When and why do states reframe issues as security problems? Which states advocate for these shifts? While securitization theory predicts that states that are existentially
threatened by a problem are most likely to attempt to securitize it, I argue that accounting for the dynamics of institutional agendas can better explain this phenomenon. States
that stand to gain agenda control as a result of securitization are likely to use the language of existential threat in their speech, while those that are materially interested in the issue are less likely to do so. I test this theory in the case of the climate change in the UN, leveraging data on speeches in the General Assembly. I provide the first quantitative test of the securitization of climate politics, finding that P5 states securitize to expand their agenda control, while Small Island Developing States do not securitize, contra previous expectations. I further find that the overall climate discourse cannot be characterized as securitized. These findings imply that the Security Council is unlikely to be significantly involved in climate change policy, and also demonstrate the importance of rhetoric for political outcomes and for the distribution of state power within international organizations.
“Legal Precision and Legislative Networks in the UNGA and UNSC” (with Robert Shaffer)
How and why do bodies of law develop in international organizations (IOs)? Do the United Nations Security Council (UNSC) and United Nations General Assembly (UNGA) address issues on an ad hoc basis or “legalize” issues by establishing a precise, stable, and durable body of law? Does this process vary over time and by issue? To address these questions, we begin by developing a theory of legal precision in IOs. We identify two subcomponents of precision — consistency and precedent — and argue that states employ legal precision at least partly to provide political cover for controversial decisions. We then describe a machine learning-based approach designed to measure consistency and precedent, which we apply to a novel dataset of all UN resolutions passed from 1946-2018. We find that the UNGA and UNSC have developed distinct bodies of law over time, and that resolutions on more controversial topics–particularly security matters–are more precise.

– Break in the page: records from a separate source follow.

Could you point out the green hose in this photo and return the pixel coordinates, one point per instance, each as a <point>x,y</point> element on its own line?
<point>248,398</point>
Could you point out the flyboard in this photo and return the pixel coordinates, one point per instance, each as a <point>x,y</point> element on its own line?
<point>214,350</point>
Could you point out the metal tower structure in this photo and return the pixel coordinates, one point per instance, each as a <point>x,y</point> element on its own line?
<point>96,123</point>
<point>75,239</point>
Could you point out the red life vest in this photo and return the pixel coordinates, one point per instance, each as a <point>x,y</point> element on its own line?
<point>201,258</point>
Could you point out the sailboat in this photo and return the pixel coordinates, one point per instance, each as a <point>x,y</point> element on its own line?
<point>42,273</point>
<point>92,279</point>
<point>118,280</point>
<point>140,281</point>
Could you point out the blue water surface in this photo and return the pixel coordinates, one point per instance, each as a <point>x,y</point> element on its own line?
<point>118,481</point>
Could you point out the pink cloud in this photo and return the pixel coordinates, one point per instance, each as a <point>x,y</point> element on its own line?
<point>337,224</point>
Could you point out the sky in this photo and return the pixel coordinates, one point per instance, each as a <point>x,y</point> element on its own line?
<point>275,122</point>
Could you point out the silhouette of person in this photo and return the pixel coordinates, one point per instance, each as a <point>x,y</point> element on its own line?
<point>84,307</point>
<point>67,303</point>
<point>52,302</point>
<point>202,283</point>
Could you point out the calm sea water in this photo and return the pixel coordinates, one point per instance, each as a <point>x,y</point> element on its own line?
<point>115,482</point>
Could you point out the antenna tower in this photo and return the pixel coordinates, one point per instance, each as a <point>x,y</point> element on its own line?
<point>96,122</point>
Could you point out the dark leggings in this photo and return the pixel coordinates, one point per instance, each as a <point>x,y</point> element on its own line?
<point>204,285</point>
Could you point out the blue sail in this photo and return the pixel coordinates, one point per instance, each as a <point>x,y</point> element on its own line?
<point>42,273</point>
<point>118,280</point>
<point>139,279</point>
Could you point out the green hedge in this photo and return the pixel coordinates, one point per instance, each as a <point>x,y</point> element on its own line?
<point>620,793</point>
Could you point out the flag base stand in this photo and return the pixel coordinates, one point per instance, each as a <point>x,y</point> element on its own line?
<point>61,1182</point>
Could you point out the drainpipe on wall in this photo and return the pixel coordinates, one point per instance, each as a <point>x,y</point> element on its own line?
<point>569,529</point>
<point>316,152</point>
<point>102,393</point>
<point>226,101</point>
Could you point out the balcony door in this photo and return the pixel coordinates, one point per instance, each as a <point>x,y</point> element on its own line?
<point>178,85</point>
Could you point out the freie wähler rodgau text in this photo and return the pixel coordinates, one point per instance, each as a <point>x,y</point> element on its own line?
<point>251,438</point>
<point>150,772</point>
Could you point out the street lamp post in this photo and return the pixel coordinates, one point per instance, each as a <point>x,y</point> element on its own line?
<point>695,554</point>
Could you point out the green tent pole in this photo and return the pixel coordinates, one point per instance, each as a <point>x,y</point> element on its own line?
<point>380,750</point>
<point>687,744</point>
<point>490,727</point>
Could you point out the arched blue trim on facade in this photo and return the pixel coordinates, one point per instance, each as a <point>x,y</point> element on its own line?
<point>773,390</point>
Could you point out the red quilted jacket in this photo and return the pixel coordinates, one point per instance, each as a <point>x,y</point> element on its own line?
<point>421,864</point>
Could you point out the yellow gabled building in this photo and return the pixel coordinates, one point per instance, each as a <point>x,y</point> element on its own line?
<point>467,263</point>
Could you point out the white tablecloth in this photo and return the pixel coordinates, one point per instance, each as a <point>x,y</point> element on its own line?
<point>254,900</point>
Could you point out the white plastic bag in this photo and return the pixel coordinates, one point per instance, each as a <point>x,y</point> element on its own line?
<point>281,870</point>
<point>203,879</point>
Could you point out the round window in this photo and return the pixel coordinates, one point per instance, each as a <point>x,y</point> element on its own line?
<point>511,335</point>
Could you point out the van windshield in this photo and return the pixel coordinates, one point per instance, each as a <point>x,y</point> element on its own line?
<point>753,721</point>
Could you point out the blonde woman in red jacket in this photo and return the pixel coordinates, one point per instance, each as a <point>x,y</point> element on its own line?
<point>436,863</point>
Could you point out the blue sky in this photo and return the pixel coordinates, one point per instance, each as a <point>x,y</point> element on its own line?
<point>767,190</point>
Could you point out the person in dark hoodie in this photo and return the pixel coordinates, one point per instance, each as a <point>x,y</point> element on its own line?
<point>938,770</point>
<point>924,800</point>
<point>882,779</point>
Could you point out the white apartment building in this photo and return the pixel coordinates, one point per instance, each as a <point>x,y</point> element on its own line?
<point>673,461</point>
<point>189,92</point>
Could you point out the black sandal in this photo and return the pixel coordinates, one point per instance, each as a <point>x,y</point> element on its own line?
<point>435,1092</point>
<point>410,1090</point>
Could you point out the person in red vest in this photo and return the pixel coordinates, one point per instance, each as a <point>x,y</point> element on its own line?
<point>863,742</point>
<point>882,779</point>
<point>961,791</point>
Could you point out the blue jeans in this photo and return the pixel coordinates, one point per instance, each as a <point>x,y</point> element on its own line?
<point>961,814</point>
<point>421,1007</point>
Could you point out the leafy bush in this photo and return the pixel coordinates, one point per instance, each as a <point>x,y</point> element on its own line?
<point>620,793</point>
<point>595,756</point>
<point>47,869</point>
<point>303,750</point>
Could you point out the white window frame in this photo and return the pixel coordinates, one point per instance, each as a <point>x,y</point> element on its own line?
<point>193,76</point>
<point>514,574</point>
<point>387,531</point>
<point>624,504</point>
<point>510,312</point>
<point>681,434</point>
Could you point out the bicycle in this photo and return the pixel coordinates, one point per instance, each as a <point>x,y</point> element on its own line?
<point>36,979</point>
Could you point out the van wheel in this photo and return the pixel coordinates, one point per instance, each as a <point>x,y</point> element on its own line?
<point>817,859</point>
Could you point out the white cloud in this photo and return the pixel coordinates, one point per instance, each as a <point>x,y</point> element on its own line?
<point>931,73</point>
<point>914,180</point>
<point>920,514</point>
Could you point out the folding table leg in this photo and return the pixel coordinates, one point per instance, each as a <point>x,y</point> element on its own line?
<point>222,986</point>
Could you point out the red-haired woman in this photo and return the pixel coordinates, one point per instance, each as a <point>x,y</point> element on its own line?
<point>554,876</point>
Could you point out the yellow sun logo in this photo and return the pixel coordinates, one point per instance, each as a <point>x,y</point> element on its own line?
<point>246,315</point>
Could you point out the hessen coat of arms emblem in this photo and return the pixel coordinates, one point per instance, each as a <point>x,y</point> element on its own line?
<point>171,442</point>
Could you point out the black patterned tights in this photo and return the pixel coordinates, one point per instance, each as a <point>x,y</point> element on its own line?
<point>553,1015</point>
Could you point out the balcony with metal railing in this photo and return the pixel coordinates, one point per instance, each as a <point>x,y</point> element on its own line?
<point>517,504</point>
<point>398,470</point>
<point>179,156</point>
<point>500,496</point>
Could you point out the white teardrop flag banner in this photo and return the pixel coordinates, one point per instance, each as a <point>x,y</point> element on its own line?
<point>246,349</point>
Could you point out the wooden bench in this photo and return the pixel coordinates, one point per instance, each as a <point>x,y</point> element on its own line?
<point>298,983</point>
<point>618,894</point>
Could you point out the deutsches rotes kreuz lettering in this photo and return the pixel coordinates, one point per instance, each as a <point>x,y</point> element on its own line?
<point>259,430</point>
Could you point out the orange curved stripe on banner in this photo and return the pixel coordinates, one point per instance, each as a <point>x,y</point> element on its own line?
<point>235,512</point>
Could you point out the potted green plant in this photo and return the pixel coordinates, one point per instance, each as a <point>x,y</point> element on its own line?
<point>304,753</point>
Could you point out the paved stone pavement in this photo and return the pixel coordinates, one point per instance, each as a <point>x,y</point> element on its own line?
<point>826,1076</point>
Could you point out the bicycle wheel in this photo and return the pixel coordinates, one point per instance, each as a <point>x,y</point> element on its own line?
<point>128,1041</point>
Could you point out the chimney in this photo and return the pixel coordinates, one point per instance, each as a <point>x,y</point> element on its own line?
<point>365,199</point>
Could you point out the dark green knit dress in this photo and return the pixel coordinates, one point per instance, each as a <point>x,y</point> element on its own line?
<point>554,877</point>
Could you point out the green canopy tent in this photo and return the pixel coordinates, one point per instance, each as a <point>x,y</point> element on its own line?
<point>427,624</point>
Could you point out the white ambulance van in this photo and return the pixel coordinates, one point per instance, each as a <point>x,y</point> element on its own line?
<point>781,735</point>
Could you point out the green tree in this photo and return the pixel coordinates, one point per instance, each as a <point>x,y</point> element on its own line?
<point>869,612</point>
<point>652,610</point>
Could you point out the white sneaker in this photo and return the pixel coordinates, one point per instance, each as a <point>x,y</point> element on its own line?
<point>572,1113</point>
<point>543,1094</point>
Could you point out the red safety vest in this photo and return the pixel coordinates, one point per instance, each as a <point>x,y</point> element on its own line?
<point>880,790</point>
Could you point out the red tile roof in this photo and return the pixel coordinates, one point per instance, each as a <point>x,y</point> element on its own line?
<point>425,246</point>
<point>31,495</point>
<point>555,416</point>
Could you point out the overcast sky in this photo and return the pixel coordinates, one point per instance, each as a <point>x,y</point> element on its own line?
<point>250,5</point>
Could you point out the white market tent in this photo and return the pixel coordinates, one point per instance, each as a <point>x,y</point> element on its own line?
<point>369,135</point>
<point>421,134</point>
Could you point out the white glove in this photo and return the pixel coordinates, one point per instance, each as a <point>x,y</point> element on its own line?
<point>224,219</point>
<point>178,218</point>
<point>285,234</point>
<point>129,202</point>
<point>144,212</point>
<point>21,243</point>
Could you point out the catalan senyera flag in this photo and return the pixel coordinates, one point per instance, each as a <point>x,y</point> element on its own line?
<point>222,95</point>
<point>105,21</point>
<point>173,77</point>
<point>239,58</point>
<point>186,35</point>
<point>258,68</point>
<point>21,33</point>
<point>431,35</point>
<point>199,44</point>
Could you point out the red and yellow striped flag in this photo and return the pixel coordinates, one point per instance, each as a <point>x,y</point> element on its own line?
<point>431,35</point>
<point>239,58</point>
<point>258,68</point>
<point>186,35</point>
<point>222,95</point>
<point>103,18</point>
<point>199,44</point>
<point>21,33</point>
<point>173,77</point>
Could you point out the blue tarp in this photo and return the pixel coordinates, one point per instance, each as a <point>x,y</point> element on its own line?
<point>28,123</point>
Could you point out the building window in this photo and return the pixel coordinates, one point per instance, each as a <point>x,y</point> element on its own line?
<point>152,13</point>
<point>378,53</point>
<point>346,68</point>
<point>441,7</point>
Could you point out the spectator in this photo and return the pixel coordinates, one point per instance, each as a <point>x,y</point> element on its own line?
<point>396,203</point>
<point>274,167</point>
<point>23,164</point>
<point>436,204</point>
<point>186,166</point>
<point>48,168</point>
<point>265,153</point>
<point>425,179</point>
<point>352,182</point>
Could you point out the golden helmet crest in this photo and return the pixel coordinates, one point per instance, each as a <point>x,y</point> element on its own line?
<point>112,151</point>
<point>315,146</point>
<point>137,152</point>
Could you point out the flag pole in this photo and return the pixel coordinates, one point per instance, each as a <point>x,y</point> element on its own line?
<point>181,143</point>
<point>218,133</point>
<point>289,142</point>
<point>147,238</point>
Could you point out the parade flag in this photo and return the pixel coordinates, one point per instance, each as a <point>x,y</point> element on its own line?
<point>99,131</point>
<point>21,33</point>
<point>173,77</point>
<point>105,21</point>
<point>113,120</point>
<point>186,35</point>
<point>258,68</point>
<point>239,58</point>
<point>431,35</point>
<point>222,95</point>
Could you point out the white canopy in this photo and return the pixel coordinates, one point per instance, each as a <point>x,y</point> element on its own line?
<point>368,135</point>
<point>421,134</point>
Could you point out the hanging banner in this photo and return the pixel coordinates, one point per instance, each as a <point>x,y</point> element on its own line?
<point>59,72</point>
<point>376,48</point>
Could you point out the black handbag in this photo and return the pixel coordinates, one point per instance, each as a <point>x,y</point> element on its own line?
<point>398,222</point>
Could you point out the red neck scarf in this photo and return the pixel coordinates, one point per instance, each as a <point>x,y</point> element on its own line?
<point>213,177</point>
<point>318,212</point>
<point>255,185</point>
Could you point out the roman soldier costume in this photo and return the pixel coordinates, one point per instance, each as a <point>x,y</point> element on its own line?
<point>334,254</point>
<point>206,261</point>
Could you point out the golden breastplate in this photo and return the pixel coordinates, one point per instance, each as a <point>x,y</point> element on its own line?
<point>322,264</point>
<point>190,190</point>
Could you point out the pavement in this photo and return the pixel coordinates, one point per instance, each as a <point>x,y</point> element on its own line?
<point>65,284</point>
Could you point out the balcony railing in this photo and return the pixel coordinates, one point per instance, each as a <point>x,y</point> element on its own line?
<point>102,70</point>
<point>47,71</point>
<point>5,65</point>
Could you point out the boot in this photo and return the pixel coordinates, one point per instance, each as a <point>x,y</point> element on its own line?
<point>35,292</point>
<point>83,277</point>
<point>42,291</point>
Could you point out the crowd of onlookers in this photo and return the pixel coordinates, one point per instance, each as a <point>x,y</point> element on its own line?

Voting Against Cooperation: Congressional Opposition to the League of Nations (with Julia Gray)
What determines Congressional support for international cooperation, and how do partisan positions evolve? The Senate record on WWI-era proposals for international organizations provides a particularly interesting case. Public support for the League of Nations was extremely high, and the proposal initially bore the fingerprint of both parties as well as considerable US influence in its design. Despite initial bipartisan support, over a series of votes, the Senate voted these proposals down, and position-switching from both parties was common. We use original data capturing state-level interests — including civil society activities from the League to Enforce Peace, a central advocacy group — to test hypotheses on whether senators’ changing positions reflected constituent pressure, compared with hypotheses about party unity or increasing Congressional power. Better understanding the historical relationship between ideology, constituency preferences, and support for international cooperation could shed light on contemporary challenges to the international order.
National Security and Climate Change Attitudes (with Michael Weisberg)
Previous studies have tested different means of communicating information on climate change to shift attitudes, including framing the issue in moral or economic terms, as well as credibility effects of scientific sources. These strategies have generally been ineffective at moving attitudes on climate change, and in some instances have even resulted in decreasing support.
Noting the key demographic groups to target with climate communication, this project proposes a novel test of framing and source effects. We hypothesize (1) that discussing climate change as a national security issue is likely to increase public support for climate change policies through framing effects; (2) that information on climate change delivered by national security establishment leaders is likely to increase public support for climate change policies through source effects; and (3) that these effects are likely to be most pronounced among conservative and Republican demographics.